In 1141 Realty, the debtor executed two promissory notes for a total $25 million loan secured by a mortgage on the debtor’s hotel property—the Flatiron Hotel in New York City.  Both promissory notes contained identical clauses for a Yield Maintenance Default Premium, defined as follows:

[the] amount equal to the greater of: (i) three percent (3%) of the principal amount of the Loan being repaid and (ii) the excess, if any, of (a) the present value (determined using a discount rate equal to the Treasury Rate at such time) of all scheduled payments of principal and interest payable in respect of the principal amount of the Loan being repaid provided that the Note shall be deemed, for purposes of this definition, to be due and payable on the Free Window Date, over (b) the principal amount of the Loan being repaid.

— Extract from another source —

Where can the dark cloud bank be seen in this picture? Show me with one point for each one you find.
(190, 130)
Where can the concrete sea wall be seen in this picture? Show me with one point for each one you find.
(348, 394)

The lender sent the debtor a notice of default for the debtor’s failure to maintain a liquor license at the hotel and opted to accelerate the entire principal plus accrued interest, together with “all other sums due under the Loan Documents.”  According to the loan documents, any payment of the loan following an event of default was deemed a voluntary repayment that required the payment of the Yield Maintenance Default Premium.

After the debtor filed a chapter 11 case, the lender asserted a claim that included the Yield Maintenance Default Premium.  Although the debtor did not contest the default, the debtor argued that, because the default was “unintentional,” the default should not trigger the make-whole premium.  The debtor argued that the lender’s voluntary acceleration of the debt, which changed the maturity date to the date of default, required the disallowance of the premium.

Judge Bernstein noted that a make-whole premium is a prepayment clause in the mortgage that “insures the lender against loss of the bargain if interest rates decline.”  Although a lender that chooses to accelerate a loan generally forfeits the right to a prepayment premium because the acceleration advances the maturity date and, thus, the loan cannot practically be prepaid, there are exceptions to this general rule.  The first exception is where the contract clearly calls for payment of a prepayment premium even after default and acceleration, i.e. the liquidated damages clause exception.  The second exception is where the borrower intentionally defaults, triggering acceleration and escaping payment of the prepayment premium.

The 1141 Realty court found that the Yield Maintenance Default Premium satisfied the first exception as a valid liquidated damages provision.  The “parties contracted to deem any post-default payment to be a ‘voluntary prepayment’ that triggered the Yield Maintenance Default Premium.”  Using a similar analysis as the Third Circuit in EFH, the court advised that “to ensure that a make-whole premium is payable even after acceleration is to say so explicitly.  Another way to ensure that the make-whole premium is payable even after acceleration is to render acceleration irrelevant and . . . make the premium contingent on any post-default payment.”  The court distinguished the Second Circuit decisions in Momentive and U.S. Bank Tr. Nat’l Ass’n v. AMR Corp. (In re AMR Corp.), 730 F.3d 88, 103 (2d Cir. 2013), noting as a factual matter that parties can contract around the general rule articulated in Momentive and AMR that acceleration brings forward the maturity date and nullifies the make whole premium.

The fact that the acceleration here occurred prepetition makes the case one that could be considered strictly a case of contract interpretation.  Indeed, bankruptcy principles against unmatured interest were not addressed by the court in 1141 Realty because the Yield Maintenance Default Premium became due and payable in accordance with its terms prepetition.